Он пришпорил коня и галопом помчался дальше к морю.
В обозе турецкой армии на потрепанном с открытым верхом «бенце», за рулем которого сидел сержант-турок, за Кемалем следовали «женщины гази», как их прозвали солдаты: темноволосая красавица Фикри в неизменном черном одеянии и белокурая Диана Рамсчайлд, которая участвовала в этой войне в туфлях, купленных в Париже в «Гермесе», брюках от Миллера из Нью-Йорка, белой, с открытым воротом блузке от Сакса из того же Нью-Йорка и тропической панаме, защищающей от солнца, которую Диана приобрела в магазине «Генри Хит» на Оксфорд-стрит в Лондоне. Диана считала, что неплохо проводит время. Ей приятно было сознавать, что отчасти это и ее война. Ведь у солдат Кемаля было десять тысяч винтовок ее компании, которые она сначала переправила в Бейрут, а оттуда на трех рыбачьих баркасах контрабандно в южную Турцию. Одна эта сделка подняла акции Рамсчайлдов на пять пунктов.

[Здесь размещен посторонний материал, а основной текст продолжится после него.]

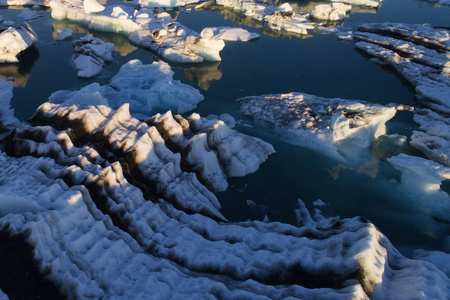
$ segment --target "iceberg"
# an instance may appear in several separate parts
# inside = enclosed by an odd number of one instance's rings
[[[310,12],[311,16],[319,20],[340,21],[344,20],[345,16],[352,9],[351,5],[342,3],[321,4],[314,7]]]
[[[240,98],[241,112],[274,127],[289,143],[355,163],[386,133],[395,107],[304,93]]]
[[[381,5],[383,0],[327,0],[331,2],[347,3],[351,5],[360,5],[368,7],[378,7]]]
[[[200,0],[139,0],[141,7],[182,7],[188,4],[198,3]]]
[[[53,103],[107,105],[114,109],[129,103],[131,113],[144,119],[167,110],[185,113],[202,100],[198,90],[173,80],[167,63],[145,65],[139,60],[124,64],[108,85],[92,83],[79,91],[54,92],[49,98]]]
[[[248,30],[245,30],[243,28],[208,27],[207,29],[212,30],[215,38],[219,38],[224,41],[248,42],[250,40],[259,38],[259,34],[249,32]]]
[[[100,74],[107,61],[113,60],[114,44],[105,43],[86,35],[73,42],[73,62],[78,70],[78,77],[90,78]]]
[[[105,10],[105,7],[95,0],[83,0],[83,8],[87,14],[95,14]]]
[[[403,257],[361,217],[328,224],[299,201],[298,226],[226,221],[214,194],[182,170],[183,154],[168,148],[164,135],[175,136],[157,127],[132,118],[127,105],[113,111],[45,103],[1,142],[0,195],[23,204],[18,210],[3,202],[5,245],[29,245],[22,258],[34,260],[37,276],[62,295],[449,295],[444,273]]]
[[[34,30],[24,22],[0,33],[0,63],[18,63],[17,55],[37,41]]]
[[[358,27],[356,47],[393,66],[416,90],[411,145],[450,166],[450,31],[429,25],[370,23]]]

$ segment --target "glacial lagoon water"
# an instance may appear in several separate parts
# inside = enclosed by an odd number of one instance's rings
[[[289,3],[304,11],[320,4]],[[3,8],[0,14],[5,20],[14,19],[20,9]],[[262,220],[267,216],[271,221],[295,224],[297,199],[302,199],[310,210],[314,209],[313,202],[321,199],[327,204],[321,207],[326,216],[363,216],[405,255],[416,248],[443,250],[450,225],[433,218],[433,199],[414,202],[402,192],[397,185],[400,174],[385,161],[401,152],[420,154],[407,146],[398,147],[392,139],[382,138],[374,143],[373,157],[367,164],[343,165],[287,143],[265,124],[243,116],[235,101],[250,95],[297,91],[329,98],[414,105],[412,86],[393,68],[371,62],[353,42],[339,41],[334,34],[312,31],[307,37],[282,37],[254,27],[259,25],[230,12],[224,16],[217,11],[188,8],[171,14],[198,32],[204,27],[239,26],[261,35],[248,43],[226,42],[220,63],[170,63],[175,79],[200,89],[205,97],[194,112],[202,116],[229,113],[238,121],[236,129],[262,138],[277,151],[256,173],[229,180],[230,188],[218,194],[225,217],[238,221]],[[449,27],[450,7],[422,0],[385,0],[378,10],[357,10],[339,25],[354,29],[358,24],[384,21]],[[130,45],[123,36],[92,32],[95,37],[115,43],[115,58],[101,75],[79,79],[71,62],[72,42],[57,42],[54,36],[56,29],[69,26],[74,29],[75,39],[85,35],[86,28],[53,21],[50,12],[30,24],[39,41],[28,50],[27,59],[18,66],[0,66],[0,77],[16,78],[12,106],[16,117],[23,121],[54,91],[78,90],[92,82],[105,84],[131,59],[138,58],[144,63],[161,59]],[[408,112],[399,112],[387,126],[388,134],[406,136],[416,127]]]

Но важнее для нее было сознавать, что она любит Кемаля, который был ее ханум, ее душой. Его победы были ее победами. Несмотря на пыль и грязь, несмотря на жару и невыносимое зловоние горелой и разлагающейся плоти, несмотря на ужасающий вид изуродованных тел, валявшихся повсюду, Диана восхищалась Кемалем так же, как им восхищались его солдаты. Он пробудил в ней способность, о наличии которой у себя она раньше и не подозревала: способность поклоняться герою, как идолу. Он не мог из-за боевых действий достаточно времени уделять «своим женщинам». Даже зарекся пить до тех пор, пока Смирна вновь не станет турецкой, что для такого любителя выпить, каким был Кемаль, было большим шагом. Диана довольствовалась ролью «походно-полевой наложницы», как она сама себя называла. С радостью она думала о том, что, пожалуй, немногие люди ее круга, немногие ее однокашники по колледжу могут похвастаться тем, что ведут столь романтический образ жизни. О таком она и мечтать не могла бы, став обычной американской домохозяйкой. Даже жизнь главы «Рамсчайлд армс» беднее этой жизни. Она дорожила своим нынешним положением, дорожила каждой новой минутой этого похода. Холодный цинизм Кемаля, его упрощение жизни до формулы «сильный подавляет слабого» серьезно изменили и мораль Дианы. Кемаль был прав, сказав однажды, что у них у обоих душа убийцы.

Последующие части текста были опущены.